On January 14, 2005, the company entered into a $450,000,000 multi-currency, long-term revolving credit
agreement which was increased on April 4, 2005 by $50,000,000 to an aggregate amount of $500,000,000 and
expires on January 14, 2010. The facility provided that Invacare, could, upon consent of its lenders, increase the
amount of the facility by an additional $50,000,000. The agreement replaced the $325,000,000 multi-currency,
long-term revolving credit agreement entered into in 2001 and a $100,000,000 bridge agreement entered into in
2004. The debt outstanding related to the $450,000,000 multi-currency, long-term revolving credit agreement
was repaid in full as part of the refinancing completed on February 12, 2007.
Borrowings denominated in foreign currencies aggregated $19,488,000 at December 31, 2007 and
$115,964,000 at December 31, 2006. As of December 31, 2007 and 2006, the weighted average floating interest
rate on borrowings was 7.22% and 5.90%, respectively.

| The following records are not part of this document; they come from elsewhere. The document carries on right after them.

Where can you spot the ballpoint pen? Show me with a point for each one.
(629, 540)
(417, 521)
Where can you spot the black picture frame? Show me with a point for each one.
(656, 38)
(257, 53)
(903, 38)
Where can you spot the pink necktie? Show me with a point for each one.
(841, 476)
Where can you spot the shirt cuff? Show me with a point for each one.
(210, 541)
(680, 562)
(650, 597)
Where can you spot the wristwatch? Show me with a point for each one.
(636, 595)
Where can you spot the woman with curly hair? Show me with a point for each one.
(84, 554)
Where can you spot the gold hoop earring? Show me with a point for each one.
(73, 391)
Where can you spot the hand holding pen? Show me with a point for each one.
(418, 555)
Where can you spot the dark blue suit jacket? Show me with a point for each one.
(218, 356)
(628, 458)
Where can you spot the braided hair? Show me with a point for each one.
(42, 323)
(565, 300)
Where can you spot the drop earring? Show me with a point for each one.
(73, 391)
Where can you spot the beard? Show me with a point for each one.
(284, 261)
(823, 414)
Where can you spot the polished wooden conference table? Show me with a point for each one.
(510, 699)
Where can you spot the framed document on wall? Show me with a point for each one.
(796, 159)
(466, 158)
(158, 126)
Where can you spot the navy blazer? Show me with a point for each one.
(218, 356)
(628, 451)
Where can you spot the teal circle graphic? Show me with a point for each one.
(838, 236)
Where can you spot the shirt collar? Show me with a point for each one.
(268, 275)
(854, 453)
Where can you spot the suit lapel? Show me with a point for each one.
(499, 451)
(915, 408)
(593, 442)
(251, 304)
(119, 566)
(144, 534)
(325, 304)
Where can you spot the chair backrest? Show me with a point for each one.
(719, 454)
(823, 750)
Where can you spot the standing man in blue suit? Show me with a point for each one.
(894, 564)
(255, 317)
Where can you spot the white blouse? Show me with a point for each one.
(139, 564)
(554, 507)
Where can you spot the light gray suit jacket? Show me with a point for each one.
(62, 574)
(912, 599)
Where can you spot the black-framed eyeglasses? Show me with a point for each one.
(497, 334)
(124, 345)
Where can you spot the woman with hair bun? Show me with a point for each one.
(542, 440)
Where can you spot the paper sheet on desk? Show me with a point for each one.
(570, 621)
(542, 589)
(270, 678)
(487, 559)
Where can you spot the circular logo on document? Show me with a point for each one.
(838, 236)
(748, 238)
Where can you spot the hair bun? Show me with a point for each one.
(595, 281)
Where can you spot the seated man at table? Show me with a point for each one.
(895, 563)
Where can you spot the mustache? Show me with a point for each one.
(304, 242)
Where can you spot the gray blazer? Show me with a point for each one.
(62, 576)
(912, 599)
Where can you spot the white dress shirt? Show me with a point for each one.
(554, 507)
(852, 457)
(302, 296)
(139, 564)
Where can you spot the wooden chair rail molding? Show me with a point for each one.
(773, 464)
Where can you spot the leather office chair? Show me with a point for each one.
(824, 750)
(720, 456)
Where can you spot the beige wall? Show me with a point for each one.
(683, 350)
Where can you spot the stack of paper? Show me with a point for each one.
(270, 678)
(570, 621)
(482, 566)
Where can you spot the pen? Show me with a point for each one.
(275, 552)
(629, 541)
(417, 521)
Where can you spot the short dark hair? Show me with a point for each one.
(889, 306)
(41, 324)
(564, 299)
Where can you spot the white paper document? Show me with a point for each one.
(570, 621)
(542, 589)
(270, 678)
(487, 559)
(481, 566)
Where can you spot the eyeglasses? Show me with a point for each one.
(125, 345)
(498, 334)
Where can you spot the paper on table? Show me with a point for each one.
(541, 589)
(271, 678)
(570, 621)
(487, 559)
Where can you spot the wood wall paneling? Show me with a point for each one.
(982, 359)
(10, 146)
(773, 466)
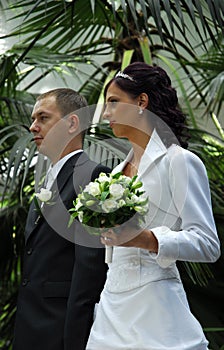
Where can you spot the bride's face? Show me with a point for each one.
(121, 110)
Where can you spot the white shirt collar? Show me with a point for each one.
(53, 170)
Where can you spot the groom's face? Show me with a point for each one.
(48, 127)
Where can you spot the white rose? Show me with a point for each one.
(109, 205)
(80, 216)
(116, 190)
(103, 178)
(121, 203)
(78, 204)
(134, 198)
(44, 195)
(93, 188)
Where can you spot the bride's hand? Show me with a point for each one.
(139, 238)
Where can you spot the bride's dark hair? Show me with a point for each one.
(163, 102)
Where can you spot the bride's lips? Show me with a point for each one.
(37, 139)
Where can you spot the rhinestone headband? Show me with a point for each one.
(124, 76)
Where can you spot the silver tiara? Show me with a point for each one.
(123, 75)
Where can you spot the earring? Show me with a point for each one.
(140, 111)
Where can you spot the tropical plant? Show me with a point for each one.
(90, 40)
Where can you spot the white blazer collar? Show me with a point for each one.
(154, 149)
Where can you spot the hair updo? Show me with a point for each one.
(140, 77)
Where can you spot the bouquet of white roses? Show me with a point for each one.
(110, 201)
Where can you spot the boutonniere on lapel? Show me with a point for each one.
(41, 198)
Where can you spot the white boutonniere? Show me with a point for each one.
(44, 197)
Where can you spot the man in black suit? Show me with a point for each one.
(64, 270)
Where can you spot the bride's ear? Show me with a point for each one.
(143, 100)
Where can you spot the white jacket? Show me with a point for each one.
(180, 213)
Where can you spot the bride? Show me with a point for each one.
(143, 304)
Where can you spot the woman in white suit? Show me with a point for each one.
(143, 304)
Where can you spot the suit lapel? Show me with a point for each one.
(34, 218)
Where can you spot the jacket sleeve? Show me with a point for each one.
(197, 240)
(88, 279)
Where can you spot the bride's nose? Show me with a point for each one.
(106, 112)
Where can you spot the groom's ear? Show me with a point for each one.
(73, 120)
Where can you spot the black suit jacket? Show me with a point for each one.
(64, 270)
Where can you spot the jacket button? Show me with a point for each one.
(25, 282)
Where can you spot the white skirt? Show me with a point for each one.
(155, 316)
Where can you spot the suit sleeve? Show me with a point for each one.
(88, 279)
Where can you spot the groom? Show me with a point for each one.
(63, 269)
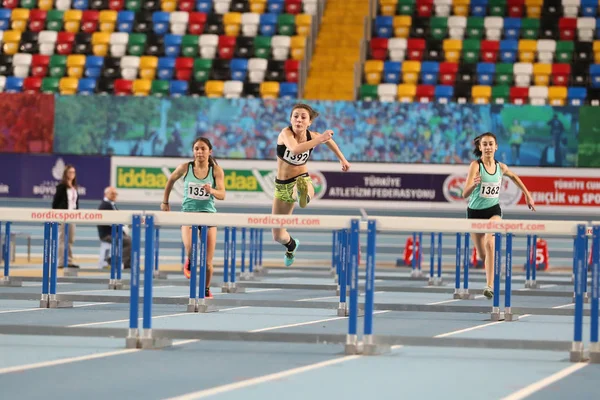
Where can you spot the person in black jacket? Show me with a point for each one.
(66, 198)
(105, 231)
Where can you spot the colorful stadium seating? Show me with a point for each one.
(484, 51)
(215, 48)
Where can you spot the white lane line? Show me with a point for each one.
(539, 385)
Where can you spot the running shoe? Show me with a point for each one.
(289, 257)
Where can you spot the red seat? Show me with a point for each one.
(447, 74)
(123, 87)
(415, 49)
(39, 65)
(291, 68)
(196, 22)
(425, 93)
(226, 46)
(489, 50)
(89, 21)
(519, 95)
(293, 6)
(32, 84)
(560, 74)
(378, 48)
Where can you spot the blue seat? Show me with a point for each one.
(239, 69)
(160, 22)
(165, 68)
(178, 88)
(268, 24)
(288, 90)
(576, 95)
(384, 26)
(392, 71)
(508, 50)
(512, 28)
(93, 66)
(485, 73)
(125, 21)
(13, 84)
(429, 72)
(86, 86)
(172, 45)
(444, 93)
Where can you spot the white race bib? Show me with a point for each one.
(490, 190)
(196, 191)
(296, 159)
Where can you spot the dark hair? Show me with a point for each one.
(211, 160)
(311, 112)
(64, 178)
(477, 140)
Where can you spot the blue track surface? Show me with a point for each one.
(100, 368)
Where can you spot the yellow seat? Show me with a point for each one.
(168, 5)
(406, 92)
(231, 23)
(72, 19)
(452, 49)
(269, 90)
(108, 19)
(100, 43)
(75, 65)
(410, 71)
(11, 41)
(541, 74)
(303, 24)
(141, 87)
(148, 66)
(481, 94)
(214, 88)
(258, 6)
(68, 86)
(297, 46)
(388, 7)
(527, 50)
(402, 24)
(373, 70)
(557, 95)
(461, 7)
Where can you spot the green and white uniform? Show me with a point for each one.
(195, 198)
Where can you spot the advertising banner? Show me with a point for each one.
(36, 176)
(378, 186)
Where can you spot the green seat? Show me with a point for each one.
(406, 7)
(368, 92)
(49, 85)
(262, 46)
(189, 45)
(564, 51)
(504, 74)
(54, 20)
(136, 44)
(470, 52)
(500, 94)
(438, 28)
(57, 66)
(475, 27)
(159, 88)
(202, 67)
(530, 28)
(286, 24)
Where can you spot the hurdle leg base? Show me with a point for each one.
(70, 272)
(7, 281)
(60, 304)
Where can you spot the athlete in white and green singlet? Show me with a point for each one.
(482, 188)
(203, 181)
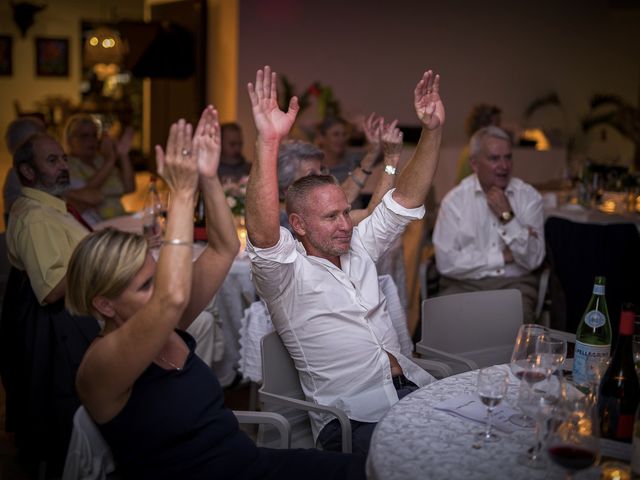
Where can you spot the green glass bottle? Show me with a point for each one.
(593, 339)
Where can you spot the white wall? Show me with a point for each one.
(60, 19)
(504, 52)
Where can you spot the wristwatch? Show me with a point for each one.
(506, 217)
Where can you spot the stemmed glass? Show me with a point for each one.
(492, 386)
(573, 442)
(538, 403)
(524, 364)
(551, 352)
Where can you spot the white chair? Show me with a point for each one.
(471, 330)
(256, 323)
(281, 392)
(89, 456)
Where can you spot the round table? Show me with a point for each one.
(414, 440)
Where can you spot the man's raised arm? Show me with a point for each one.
(416, 177)
(262, 201)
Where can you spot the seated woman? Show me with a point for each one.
(101, 165)
(159, 407)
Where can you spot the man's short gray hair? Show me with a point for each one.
(291, 154)
(477, 140)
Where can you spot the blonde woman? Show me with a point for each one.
(158, 405)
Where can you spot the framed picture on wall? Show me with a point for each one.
(6, 55)
(52, 57)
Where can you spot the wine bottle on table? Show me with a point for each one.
(593, 338)
(619, 392)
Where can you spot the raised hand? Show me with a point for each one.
(391, 139)
(123, 145)
(207, 144)
(178, 166)
(108, 149)
(427, 102)
(272, 123)
(373, 130)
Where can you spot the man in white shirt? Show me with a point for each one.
(322, 292)
(489, 233)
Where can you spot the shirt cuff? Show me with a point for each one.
(496, 262)
(414, 213)
(282, 252)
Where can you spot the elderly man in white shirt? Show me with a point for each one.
(322, 291)
(489, 233)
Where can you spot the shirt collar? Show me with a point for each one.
(478, 188)
(45, 198)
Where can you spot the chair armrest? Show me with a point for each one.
(270, 418)
(439, 354)
(435, 368)
(345, 424)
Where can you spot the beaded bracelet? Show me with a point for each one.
(356, 181)
(177, 242)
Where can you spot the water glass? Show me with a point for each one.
(492, 387)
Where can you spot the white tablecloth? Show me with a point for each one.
(414, 441)
(580, 214)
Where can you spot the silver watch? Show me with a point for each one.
(390, 169)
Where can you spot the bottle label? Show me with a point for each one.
(595, 319)
(588, 362)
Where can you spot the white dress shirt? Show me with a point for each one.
(469, 238)
(334, 321)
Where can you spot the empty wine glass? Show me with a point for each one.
(492, 386)
(551, 351)
(524, 365)
(538, 402)
(573, 442)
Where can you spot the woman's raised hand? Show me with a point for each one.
(207, 143)
(272, 123)
(178, 166)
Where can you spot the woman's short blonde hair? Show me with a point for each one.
(102, 264)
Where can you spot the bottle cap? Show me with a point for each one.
(627, 318)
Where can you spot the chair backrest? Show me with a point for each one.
(578, 252)
(480, 326)
(89, 457)
(256, 323)
(279, 376)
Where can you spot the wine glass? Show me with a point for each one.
(551, 351)
(492, 386)
(573, 442)
(538, 401)
(524, 365)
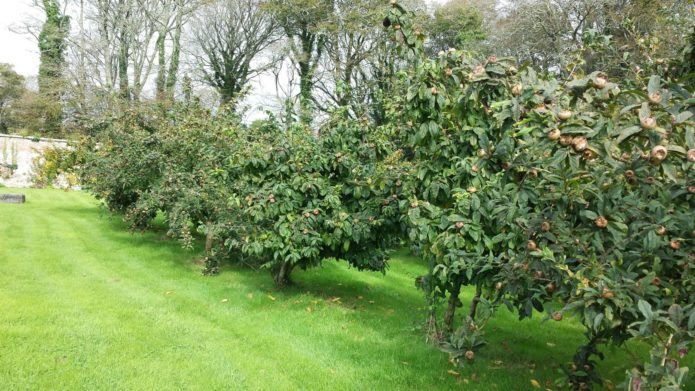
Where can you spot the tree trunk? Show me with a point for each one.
(454, 302)
(474, 303)
(175, 56)
(282, 277)
(209, 239)
(123, 83)
(161, 70)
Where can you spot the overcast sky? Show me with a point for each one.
(17, 49)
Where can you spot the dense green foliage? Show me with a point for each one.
(11, 89)
(263, 195)
(561, 196)
(75, 301)
(556, 196)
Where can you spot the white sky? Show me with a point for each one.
(21, 50)
(18, 50)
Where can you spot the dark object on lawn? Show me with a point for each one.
(13, 198)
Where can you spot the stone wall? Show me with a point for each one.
(21, 151)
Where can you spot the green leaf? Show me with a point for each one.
(628, 132)
(654, 84)
(645, 308)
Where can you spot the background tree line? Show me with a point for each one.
(310, 56)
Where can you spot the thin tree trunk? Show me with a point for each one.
(454, 302)
(282, 278)
(172, 77)
(474, 303)
(209, 239)
(161, 71)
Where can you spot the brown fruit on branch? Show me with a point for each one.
(554, 134)
(566, 140)
(601, 222)
(655, 98)
(675, 244)
(600, 82)
(564, 115)
(607, 293)
(580, 144)
(658, 154)
(531, 245)
(541, 109)
(648, 122)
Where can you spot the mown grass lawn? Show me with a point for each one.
(84, 304)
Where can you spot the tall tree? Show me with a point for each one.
(11, 89)
(459, 24)
(230, 36)
(52, 43)
(170, 16)
(304, 23)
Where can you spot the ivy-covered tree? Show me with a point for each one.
(11, 89)
(52, 44)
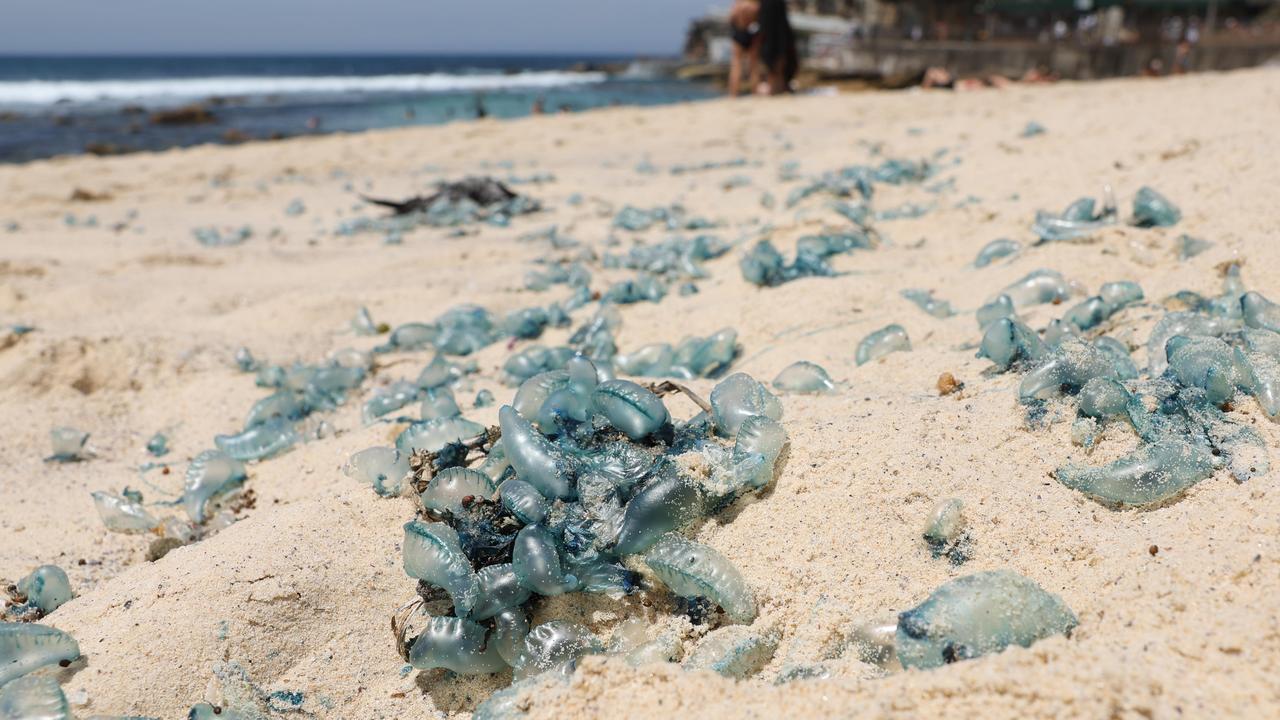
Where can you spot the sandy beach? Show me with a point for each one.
(137, 324)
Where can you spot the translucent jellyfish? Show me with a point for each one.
(434, 554)
(46, 588)
(535, 459)
(691, 569)
(1119, 355)
(737, 397)
(977, 615)
(410, 336)
(630, 408)
(1206, 363)
(449, 488)
(631, 641)
(1151, 474)
(890, 338)
(437, 373)
(945, 527)
(749, 466)
(524, 501)
(1260, 369)
(1191, 324)
(499, 589)
(510, 629)
(433, 436)
(68, 445)
(734, 651)
(456, 645)
(1191, 246)
(1069, 367)
(211, 474)
(556, 647)
(535, 557)
(1260, 313)
(123, 515)
(364, 323)
(804, 378)
(27, 646)
(384, 468)
(389, 400)
(995, 250)
(1002, 306)
(1153, 210)
(263, 441)
(1037, 287)
(33, 698)
(1008, 342)
(924, 300)
(158, 446)
(667, 502)
(1104, 397)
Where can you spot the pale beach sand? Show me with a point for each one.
(137, 329)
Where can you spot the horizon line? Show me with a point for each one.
(346, 53)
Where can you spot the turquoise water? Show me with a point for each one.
(64, 105)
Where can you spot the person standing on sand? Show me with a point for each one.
(744, 30)
(777, 48)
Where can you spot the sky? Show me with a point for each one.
(58, 27)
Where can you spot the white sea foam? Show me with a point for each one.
(44, 92)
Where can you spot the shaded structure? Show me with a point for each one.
(894, 41)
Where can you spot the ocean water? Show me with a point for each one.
(68, 105)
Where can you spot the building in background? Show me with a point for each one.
(895, 40)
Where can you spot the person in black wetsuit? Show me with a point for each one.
(744, 30)
(777, 46)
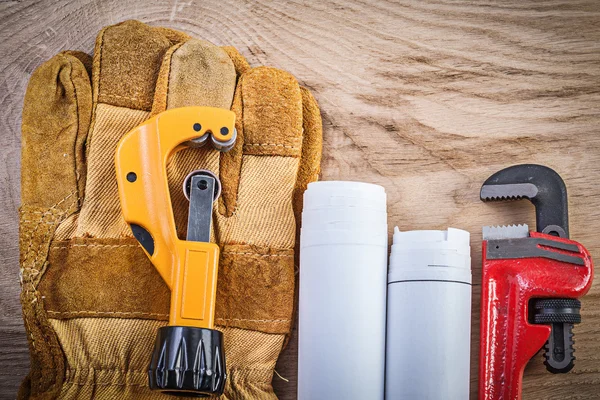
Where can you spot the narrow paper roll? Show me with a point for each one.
(429, 316)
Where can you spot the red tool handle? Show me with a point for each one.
(508, 339)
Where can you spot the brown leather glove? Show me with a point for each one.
(92, 301)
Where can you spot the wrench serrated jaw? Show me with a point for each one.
(512, 191)
(505, 232)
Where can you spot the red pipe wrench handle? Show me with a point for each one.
(508, 338)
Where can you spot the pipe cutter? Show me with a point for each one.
(531, 283)
(188, 356)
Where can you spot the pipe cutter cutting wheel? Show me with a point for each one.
(188, 356)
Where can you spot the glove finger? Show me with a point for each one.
(256, 273)
(195, 73)
(260, 210)
(126, 63)
(56, 118)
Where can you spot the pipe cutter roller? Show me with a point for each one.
(188, 357)
(531, 283)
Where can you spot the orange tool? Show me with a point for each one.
(188, 355)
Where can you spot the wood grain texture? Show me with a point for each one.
(425, 98)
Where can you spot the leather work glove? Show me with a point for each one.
(92, 301)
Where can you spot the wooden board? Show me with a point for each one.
(425, 98)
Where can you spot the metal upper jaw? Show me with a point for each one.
(538, 184)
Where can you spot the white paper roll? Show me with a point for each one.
(429, 316)
(341, 345)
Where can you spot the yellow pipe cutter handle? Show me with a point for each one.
(189, 268)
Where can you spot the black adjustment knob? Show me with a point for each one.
(188, 361)
(560, 314)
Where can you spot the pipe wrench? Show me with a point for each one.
(188, 356)
(531, 283)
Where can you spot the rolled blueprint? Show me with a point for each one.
(429, 316)
(343, 266)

The company’s borrowing arrangements contain covenants with respect to, among other items, maximum
amount of debt, minimum loan commitments, interest coverage, net worth, dividend payments, working capital,
and funded debt to capitalization, as defined in the company’s bank agreements and agreement with its note
holders. The company is in compliance with all covenant requirements. Under the most restrictive covenant of
the company’s borrowing arrangements as of December 31, 2007, the company had the capacity to borrow up to
an additional $130,512,000.
In July 2007, the company entered into cash flow hedges that exchanged the LIBOR variable rate on
$125,000,000 of term loan debt for a fixed rate of 5.0525% and in November exchanged the LIBOR variable on
$30,000,000 of term loan debt for a fixed rate of 3.95%. In December 2006, $50,000,000 in fair value hedge
swaps that exchanged fixed rates for floating rates were de-designated as hedges as the associated debt was to be
paid off as part of the company’s refinancing, which was completed in February 2007. In August 2006,
$50,000,000 in fair value hedge swaps were also terminated. All losses associated with the terminations of fair
value hedge swaps were amortized over the remaining life of the previously hedged debt using the effective yield
method.
The aggregate minimum maturities of long-term debt for each of the next five years are as follows:
$24,510,000 in 2008, $3,351,000 in 2009, $3,030,000 in 2010, $3,074,000 in 2011, and $3,147,000 in 2012. The
2008 payment amount includes estimated additional mandatory payment of $13,572,000 as required by the
company’s credit facility based upon excess cash flow as defined in the agreement. Interest paid on borrowings
was $42,053,000, $28,723,000 and $29,017,000 in 2007, 2006 and 2005, respectively.